Coinvolgiamo alcune associazioni ambientaliste ed CAI Lombardia in quanto non avevamo ottenuto alcun appoggio dalle sezioni locali, che avevano preferito astenersi da una presa di posizione, nonché tecnici consulenti tra botanici e geologi in grado di supportarci nella stesura di relazioni super partes da portare a supporto delle nostre diffide ed esposti. Tenteremo, invano, di ottenere supporto anche dall’istituto di istruzione universitaria della valle.
Passeremo tutto il nostro tempo libero pre e post lavoro a studiare i progetti che siamo riusciti nel mentre ad ottenere in quanto mai resi pubblici sull’albo pretorio e in amministrazione trasparente sul portale web del comune. Curioso e singolare come tali documenti compaiano online sul sito del comune solo qualche giorno dopo le numerose nostre PEC inviate come richieste formali.

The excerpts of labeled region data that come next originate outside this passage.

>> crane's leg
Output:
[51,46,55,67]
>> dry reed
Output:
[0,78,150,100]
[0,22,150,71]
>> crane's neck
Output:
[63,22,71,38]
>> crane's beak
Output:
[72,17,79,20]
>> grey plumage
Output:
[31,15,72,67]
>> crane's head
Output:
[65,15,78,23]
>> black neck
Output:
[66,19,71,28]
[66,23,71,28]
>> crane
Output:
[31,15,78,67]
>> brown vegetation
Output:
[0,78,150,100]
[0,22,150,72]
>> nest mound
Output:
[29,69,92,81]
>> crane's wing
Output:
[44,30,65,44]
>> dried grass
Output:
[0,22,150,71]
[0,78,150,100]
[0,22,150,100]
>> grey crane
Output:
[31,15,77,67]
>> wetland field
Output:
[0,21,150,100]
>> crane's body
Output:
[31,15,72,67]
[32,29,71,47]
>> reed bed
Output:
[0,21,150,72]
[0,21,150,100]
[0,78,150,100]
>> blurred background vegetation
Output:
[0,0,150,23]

Una possibilità concreta per fermare temporaneamente i lavori per costruire una strategia a lungo termine, così come suggerito dall’avvocatessa, consisteva nel rilevare delle difformità tra quanto progettato, quanto in fase di realizzazione e trovare qualche cavillo burocratico; quindi, ci attiviamo a turno per salire praticamente ogni giorno su al Passo Gavia a controllare e documentare lo stato di avanzamento dei lavori. Faremo così tutta estate.

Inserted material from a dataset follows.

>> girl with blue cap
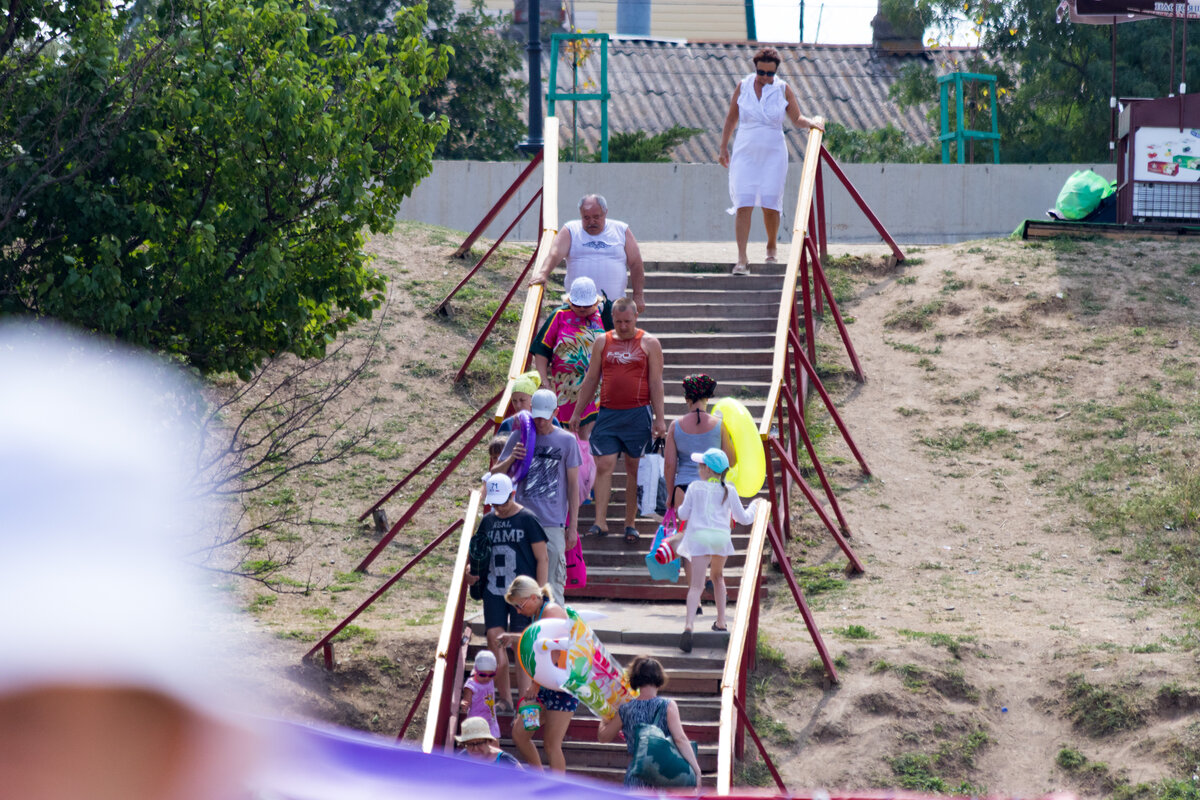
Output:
[655,447,758,652]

Piccolo inciso personale, vi sembra normale che debbano essere dei cittadini a impegnarsi in azioni di questo tipo?
Fabio Sandrini
Quello che constatiamo ha dell’assurdo. Constatiamo che mancava esposta la notifica preliminare di cantiere, obbligatoria per legge e da apporre esternamente all’area di lavoro. In caso non fosse presente, od anche solo non fosse esposta in maniera visibile, la normativa prevede il sequestro immediato del cantiere, invio pertanto personalmente PEC all’arma dei Carabinieri. Il giorno seguente saliamo al Passo Gavia e incontriamo un agente che in maniera alquanto teatrale, chiamando addirittura per nome l’operaio, richiede il documento. Per più di un mese il cantiere era in essere, eppure ecco che fresco fresco di fotocopiatrice con la data proprio del giorno prima ecco comparire la notifica che comunque andrebbe esposta per legge esternamente al cantiere. A quanto pare, tuttavia, è tutto in regola e ci dicono di non preoccuparci che penseranno loro a monitorare. Ci penseranno, invece, le opportune sedi che abbiamo interpellato a chiarire il tutto.

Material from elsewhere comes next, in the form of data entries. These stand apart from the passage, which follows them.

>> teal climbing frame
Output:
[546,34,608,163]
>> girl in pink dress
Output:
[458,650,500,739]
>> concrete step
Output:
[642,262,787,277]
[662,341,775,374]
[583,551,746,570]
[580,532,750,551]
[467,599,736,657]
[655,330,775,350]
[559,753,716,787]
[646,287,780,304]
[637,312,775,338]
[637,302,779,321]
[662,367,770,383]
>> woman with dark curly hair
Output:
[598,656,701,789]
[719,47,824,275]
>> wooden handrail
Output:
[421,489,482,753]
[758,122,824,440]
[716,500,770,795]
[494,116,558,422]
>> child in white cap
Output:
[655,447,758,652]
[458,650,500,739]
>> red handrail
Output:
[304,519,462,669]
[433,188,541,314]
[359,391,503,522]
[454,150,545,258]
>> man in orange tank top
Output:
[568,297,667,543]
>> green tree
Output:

Rileviamo una tubazione di scarico a valle che non era prevista dal progetto. Rileviamo, sempre secondo nostre ipotesi, che lo scavo era stato fatto in una posizione totalmente diversa da quanto progettato e che doveva essere di pochi metri di diametro, ma era in realtà di dimensioni ben superiori, così come rileviamo scarichi di liquidi oleosi e benzeni lungo l’area ed una serie di presunte irregolarità. Ci penseranno anche qui le opportune sedi giudiziarie a chiarire il tutto.
Tra una consulenza e l’altra riusciamo a tenere aggiornati i nostri follower su ogni nostra azione tramite comunicazioni precise e puntuali. Decidiamo quindi di alzare il tiro. Contattiamo una nota trasmissione di inchieste televisive che va in onda in prima serata su RAI3 nazionale, ci ricontattano e in ben che non si dica iniziamo le riprese televisive. Nel mentre inviamo richiesta di audizione in Commissione Europea che dopo qualche mese ci porterà nell’europarlamento di Bruxelles a denunciare quanto avvenuto al Passo Gavia. Queste due mosse, a posteriori, saranno le carte vincenti che porteranno allo stralcio dell’opera.
Nelle settimane precedenti la chiusura della strada per l’inverno, l’impresa aveva più volte tentato di forare il letto del lago per posizionare il tubo alla profondità di 2 metri e mezzo circa. Tanti i tentativi falliti e ciò che rimane ancora oggi sono una manciata di lunghe tubazioni vuote sparse nel terreno della torbiera che causeranno proprio il giorno prima della chiusura della strada giganteschi collassi e cedimenti del terreno, da noi documentati e che amplificheranno ulteriormente il disgusto popolare. L’unico tubo che riuscirà a forare il lago lo farà a circa 5 cm dalla superficie. Un disastro di questa entità per un’infrastruttura totalmente inutilizzabile.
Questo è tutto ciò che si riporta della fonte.